‘It’s not Okay’ – The new guide to tackling stigma in social housing
At this week’s Housing 2020: the virtual festival, a new guide to tackling stigma in social housing will be launched by the Chartered Institute of Housing and See the Person. What’s it all about? Sarah Davis, CIH senior policy and practice officer, shares more information.
Social housing tenants often experience stigma because of where they live. Although that should not happen, it is a reality for many tenants and has been increasing over a number of years. The reasons for it are many and complex: housing policies of successive governments that have favoured home ownership and made it seem the natural tenure to aspire to; the limited number of social homes to rent and restricted access to these; the way the media have reported on social housing estates and tenants – all these have contributed to that stigma.
However, research amongst tenants by See the Person revealed that unfortunately some practices by housing organisations and the behaviour and attitudes of some housing professionals also played a part. See the Person and CIH joined together with the aim of tackling this aspect of the stigma tenants experience. Both organisations wanted to make a positive contribution and support organisations and professionals to address the issue, rather than generate further negativity about the sector. We are concerned to make a difference but to do so, the problem has to be acknowledged. So, we asked tenants and people working in housing what it was that staff and organisations did that contributed to stigma.
Our survey revealed that problems for tenants arose from a number of common issues; ranging from housing management practices designed to suit the landlord rather than being customer focused, through to language and behaviour by staff that revealed thoughtlessness towards tenants concerns and poor or even dehumanising treatment.
The survey was not only a chance for tenants to reveal what the problems were; we also asked what organisations and professionals could do to change practices and improve the experience of living in social housing.
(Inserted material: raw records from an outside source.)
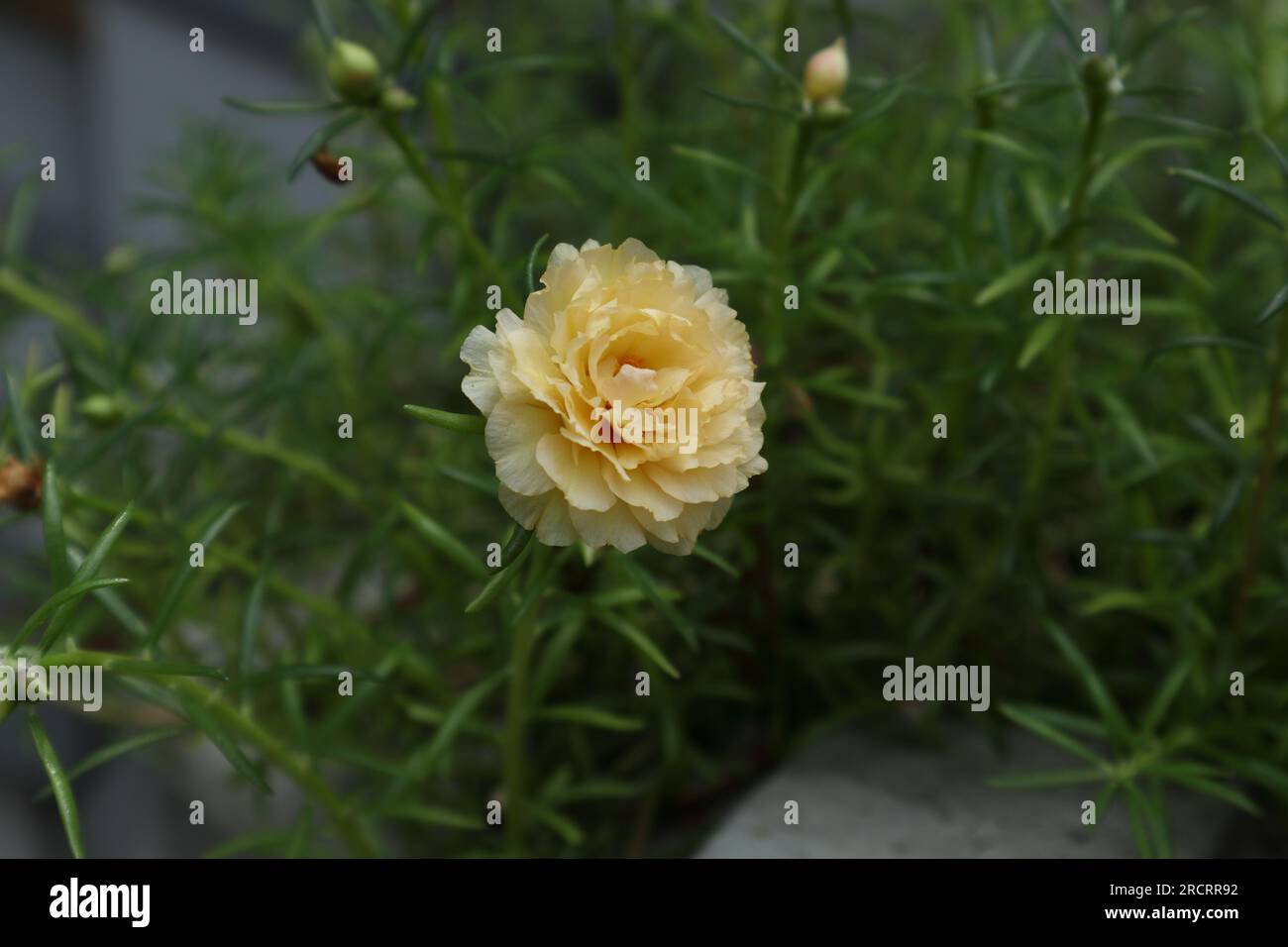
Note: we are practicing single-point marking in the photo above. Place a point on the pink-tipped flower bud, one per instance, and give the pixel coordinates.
(353, 71)
(825, 72)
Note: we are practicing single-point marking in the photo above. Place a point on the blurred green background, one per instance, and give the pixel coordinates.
(326, 554)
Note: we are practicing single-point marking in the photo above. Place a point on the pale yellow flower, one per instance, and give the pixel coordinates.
(618, 328)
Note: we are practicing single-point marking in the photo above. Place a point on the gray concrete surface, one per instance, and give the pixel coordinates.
(862, 796)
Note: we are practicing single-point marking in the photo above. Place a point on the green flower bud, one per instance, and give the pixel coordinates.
(120, 260)
(394, 98)
(101, 408)
(353, 71)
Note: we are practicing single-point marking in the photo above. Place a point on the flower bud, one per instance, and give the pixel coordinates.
(120, 260)
(394, 98)
(825, 72)
(353, 71)
(101, 408)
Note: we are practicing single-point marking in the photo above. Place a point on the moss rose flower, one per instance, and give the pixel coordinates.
(618, 334)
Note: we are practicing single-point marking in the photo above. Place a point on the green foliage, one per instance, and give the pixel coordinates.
(518, 684)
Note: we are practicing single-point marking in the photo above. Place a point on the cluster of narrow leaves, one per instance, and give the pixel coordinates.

Lots of positive recommendations came forward, and these have been captured in the guide too. And we were able to draw on the examples of several organisations of different size, structure and geographical spread, which have also recognised what they did for tenants could be improved, notably by working in a different and positive way with tenants.
The result is our guide: It’s not Okay which is being launched at Housing 2020: the virtual festival. We hope that it will provide an opportunity for organisations and professionals to pause and think about what why they want to work in housing, and how to work with tenants to address and stamp out stigma in our sector.